Reducing carbon emissions: Responsibility of key nations
US President-elect Donald Trump has expressed doubts over climate science, signifying it as a hoax. How can we expect such a country to pay for the carbon sink when Trump threatened to withdraw from the already ratified Paris Agreement?
The United Nations Framework for Convention on Climate Change (UNFCCC)’s 13th assembly in Bali, Indonesia, in 2007, first developed the concept of REDD (Reducing Emissions from Deforestation and Forest Degradation).
Of the total greenhouse gas (GHG) emission, it was found that deforestation and forest degradation account for nearly 20 per cent emission in the form of carbon.
Hence to reduce the GHG emission, preventing deforestation and forest land degradation was seen as one of the crucial tasks.
And, for those developing and underdeveloped countries that help in reducing the atmospheric carbon by capturing and sequestering in their forests, the developed countries, listed as Annex I countries, which are the top GHG emitters, had to help them financially and technically.
Based on the results of how much carbon is sequestered by the forests with reference to a certain baseline data, the forests are to be paid. This is the basic concept of carbon trading.
The REDD mechanism became REDD+ and REDD++ after additional components such as sustainable management of forests and conservation and enhancement of forest carbon stocks are included in it.
Global temperature is soaring neither because ‘we’ (Nepalese) are consuming a high amount of fossil fuels nor because we are rapidly clearing forest lands.
The amount of GHGs emitted by Nepal annually hardly equals the daily emission, if not hourly, by, for example, China alone. Similar comparisons can be made with the USA, India, Russia, Japan and the European Union. Nepal’s contribution to global GHG emission is just 0.025 per cent.
Ceteris paribus, it would take forty years for Nepal to emit 1 per cent of the current annual global GHG emission. Even if we allocate our whole budget in fossil fuel only, our contribution to annual global GHG emission probably won’t reach 1 per cent.
And still, we are behind REDD that aims to reduce atmospheric carbon by preventing deforestation from us, not from the top emitters! Should we always focus on forest conservation only or think about development too?
It is not that development cannot be achieved within environmental protection, but instead of regulating a REDD implementation mechanism, deploying that manpower in other developmental works will be more beneficial.

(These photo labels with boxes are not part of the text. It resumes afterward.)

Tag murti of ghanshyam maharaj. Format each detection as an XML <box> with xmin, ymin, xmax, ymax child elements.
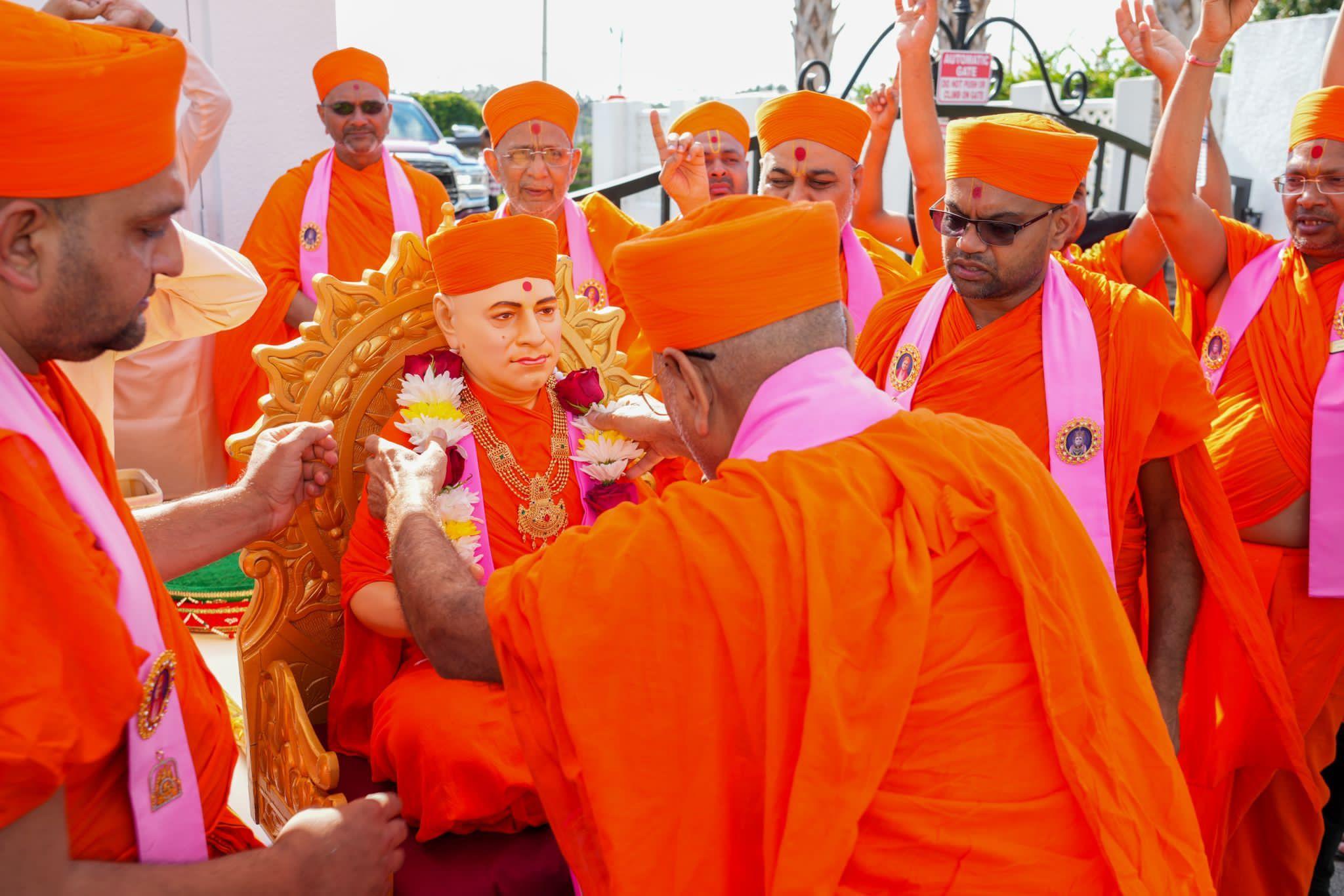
<box><xmin>369</xmin><ymin>196</ymin><xmax>1212</xmax><ymax>896</ymax></box>
<box><xmin>328</xmin><ymin>215</ymin><xmax>640</xmax><ymax>841</ymax></box>
<box><xmin>858</xmin><ymin>106</ymin><xmax>1305</xmax><ymax>870</ymax></box>
<box><xmin>1148</xmin><ymin>0</ymin><xmax>1344</xmax><ymax>896</ymax></box>
<box><xmin>215</xmin><ymin>47</ymin><xmax>448</xmax><ymax>478</ymax></box>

We are in the list of the Least Developed Countries (LDCs) not because we don’t have sufficient money but because we don’t have the ability to spend it effectively and the will to develop ourselves.
Anyway, we are implementing REDD, but the issues of permanency, leakage, baseline data, etc. are raised and we are not certain to be paid again. We have been calculating the amount of dollars we deserve from our carbon sink but we don’t know if we will really get it.

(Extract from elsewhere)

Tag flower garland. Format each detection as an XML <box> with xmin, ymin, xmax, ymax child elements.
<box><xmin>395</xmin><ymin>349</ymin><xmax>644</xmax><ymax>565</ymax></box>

Just a year ago, officials were wary of the source of money for the Green Climate Fund (GCF) which is supposed to pay for the carbon sink after 4 years, i.e. 2020 AD and the scenario has not yet changed significantly.
What makes the situation worse is the recent political development in the United States, which is also the second largest GHG emitting country, where the newly elected president Donald J. Trump has expressed doubts over climate science, signifying it as a hoax.
How can we expect such a country to pay for the carbon sink whose president-elect has even threatened to withdraw last year’s already ratified Paris agreement?
We have always been discussing how Nepal can get benefits from carbon trading. We hardly hear the discussions about how carbon trading benefits the environment actually, as the objective of REDD is to reduce the emissions and ultimately limit the rise in temperature.
But at the same time, the top carbon-emitting countries do not seem to be serious about cutting down their emissions.
Though the ratification of last year’s Paris agreement by many countries earlier than expected showed some silver linings, the recent political development seems to jeopardize the deal. It is not sure now that they will fulfill their commitment to limit the emissions.
If we really work for the environment, we must be able to tell them, the top emitters, “We don’t want any payment for the carbon we sequester. It’s our responsibility towards the environment/ the mother earth. We actually need you to cut down the emissions.”
Then only will we have the ethical right to pressurize them to cut down the emissions. Otherwise, they will always go on saying that they were helping to mitigate the effects of climate change by paying for the carbon and it seems that we are letting them emit as much GHGs as they want for the sake of money.
Expecting money from the one and pressurizing the same to cut emission does not seem reasonable. What if those countries themselves say that they won’t pay for the carbon sink? The USA may say so soon. Will we start deforestation to pressurize them? Certainly not.
Developed countries are also unwilling to cut down emissions in the name of ‘economic growth’.
But, the Climate Group, in one of its news stories last year, wrote – “Demonstrating again that economic growth can be achieved within environmental protection, according to the document presented to the press, ‘Switzerland emits less GHG today than in 1990 despite the fact that gross national product increased by 36% over the intervening period.’
If Switzerland can do it, can’t other countries do the same?